The band across the river came fast. A strong black male took one look at Storm Cloud's band and came thundering across the water bawling his threat. Storm Cloud's band scattered behind him. Night came and stood by his side, the light of battle in her eyes.

"I am Midnight, leader of the Forest band!" He pawed the earth, scraping away the grass.

"And I am Storm Cloud, leader of the Valley band!" Answered Storm Cloud, "What is it you want here?"

"Give me a mare or else you shall lose blood when I am forced to take all of them!" Midnight's nostrils were flaring as he reared verifying his intent.

"Go and meet him," Night whispered at his side.

The grey lifted his front legs, batting the air, let out a scream, and charged.

The two locked in battle as Midnight bit and struck out with his front hooves. Angrily, Storm Cloud fought back.

Pain shot through him as Midnight clamped his jaws hard onto the grey's withers. With a scream of agony, Storm Cloud broke apart from Midnight. The two stallions stood staring at each other, hatred glowing in their eyes.

"Well," brayed Midnight, "Have you thought of which mare to give me?"

Storm Cloud immediately thought of Wind, but to give up even one mare, even if she was the most untrustworthy one in his band, that would be a sign of weakness. And so he answered Midnight bravely, "I will give you none of my herd today."

"So be it." snorted Midnight, "But beware, Storm Cloud, for I shall strike again when you least expect it."

"I'll always be prepared then," answered Storm Cloud, "Be gone!"

With a last glance, Midnight turned and limped back to his band on the other side of the river.

"Well," snorted Wind smartly, "Shall we continue?" As she said this she stepped out of rank and walked up in front of Night, showing dominance.

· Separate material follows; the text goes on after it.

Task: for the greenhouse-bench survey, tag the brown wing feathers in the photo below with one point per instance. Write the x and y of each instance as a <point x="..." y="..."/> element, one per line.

Seeing this, Night trumpeted her rank the much larger brown mare. It was a challenge for lead as Wind returned the challenge. Night lost all control as she reared at the brown. Wind reared too, striking out. Seeing his mares fight angered Storm Cloud so he galloped to Night's side. He soon ended the dispute, and punished Wind by chasing her away from the band.

"Are you alright?" he snorted to Night.

"Yes," she answered, "Will you go after Wind?"

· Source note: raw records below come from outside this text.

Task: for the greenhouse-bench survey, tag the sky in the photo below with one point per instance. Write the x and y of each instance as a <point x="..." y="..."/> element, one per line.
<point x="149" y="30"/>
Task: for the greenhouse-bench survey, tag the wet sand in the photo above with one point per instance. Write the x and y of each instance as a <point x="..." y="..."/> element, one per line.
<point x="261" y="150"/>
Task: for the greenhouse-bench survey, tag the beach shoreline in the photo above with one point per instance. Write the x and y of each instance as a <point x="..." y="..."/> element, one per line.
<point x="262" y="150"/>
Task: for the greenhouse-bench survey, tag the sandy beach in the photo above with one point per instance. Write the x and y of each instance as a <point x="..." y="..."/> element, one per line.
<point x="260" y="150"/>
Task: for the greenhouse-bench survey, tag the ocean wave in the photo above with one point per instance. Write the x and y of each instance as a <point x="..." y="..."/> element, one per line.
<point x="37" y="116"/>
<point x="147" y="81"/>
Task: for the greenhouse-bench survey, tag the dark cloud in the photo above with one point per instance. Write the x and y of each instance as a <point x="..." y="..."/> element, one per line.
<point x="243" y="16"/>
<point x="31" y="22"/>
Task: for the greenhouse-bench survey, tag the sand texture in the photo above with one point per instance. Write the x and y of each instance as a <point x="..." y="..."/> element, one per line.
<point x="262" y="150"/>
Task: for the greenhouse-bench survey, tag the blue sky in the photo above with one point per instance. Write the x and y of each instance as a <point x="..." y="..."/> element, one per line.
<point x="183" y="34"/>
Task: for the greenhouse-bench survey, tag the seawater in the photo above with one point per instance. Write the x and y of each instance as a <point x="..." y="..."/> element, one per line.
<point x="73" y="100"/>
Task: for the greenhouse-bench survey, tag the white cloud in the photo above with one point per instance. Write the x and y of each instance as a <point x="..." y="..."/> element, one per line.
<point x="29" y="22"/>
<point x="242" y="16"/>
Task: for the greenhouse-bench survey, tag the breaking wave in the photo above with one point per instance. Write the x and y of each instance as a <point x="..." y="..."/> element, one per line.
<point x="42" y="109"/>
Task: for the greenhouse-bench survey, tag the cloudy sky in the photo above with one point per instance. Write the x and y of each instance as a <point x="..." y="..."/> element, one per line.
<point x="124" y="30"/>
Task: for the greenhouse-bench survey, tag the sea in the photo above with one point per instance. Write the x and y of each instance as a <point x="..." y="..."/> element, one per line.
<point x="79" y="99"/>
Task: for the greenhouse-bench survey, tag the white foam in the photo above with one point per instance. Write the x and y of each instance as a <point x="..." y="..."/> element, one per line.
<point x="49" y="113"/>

"Yes," sighed Storm Cloud, "It is dangerous for a horse to be without a herd. Take our herd back to the valley. I will find Wind."


Wind had been chased away and was now loping along down the hillside, she would cross the river down there and join Midnight's band.

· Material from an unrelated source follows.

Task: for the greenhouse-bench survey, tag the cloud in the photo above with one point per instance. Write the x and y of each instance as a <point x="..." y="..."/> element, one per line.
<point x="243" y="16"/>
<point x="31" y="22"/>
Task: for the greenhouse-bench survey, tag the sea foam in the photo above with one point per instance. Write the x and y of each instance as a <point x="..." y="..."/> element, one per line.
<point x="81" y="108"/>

But just then, over the hill, came Storm Cloud! "Wind!" he bellowed, "Stop! Don't cross the river!"

Turning, she saw the stallion pelting down the hillside until he was right next to her. "Wind, please," cried Storm Cloud, "Come back with me; you're not suited to forest life, you belong here with us."

"Why? What's so different about your herd as opposed to Midnight's?"

"Midnight's band marches with strict order, mine has order but it can change."

"If I come back with you will I have a chance to be lead mare again?"

"I just don't know."

"All right, I will come, but if any horse asks, it was against my free will."

Rolling his eyes and snorting, Storm Cloud took the lead on his way back to the valley.

Arriving back to the valley a half hour later, they were greeted by Night saying, "So you found her then."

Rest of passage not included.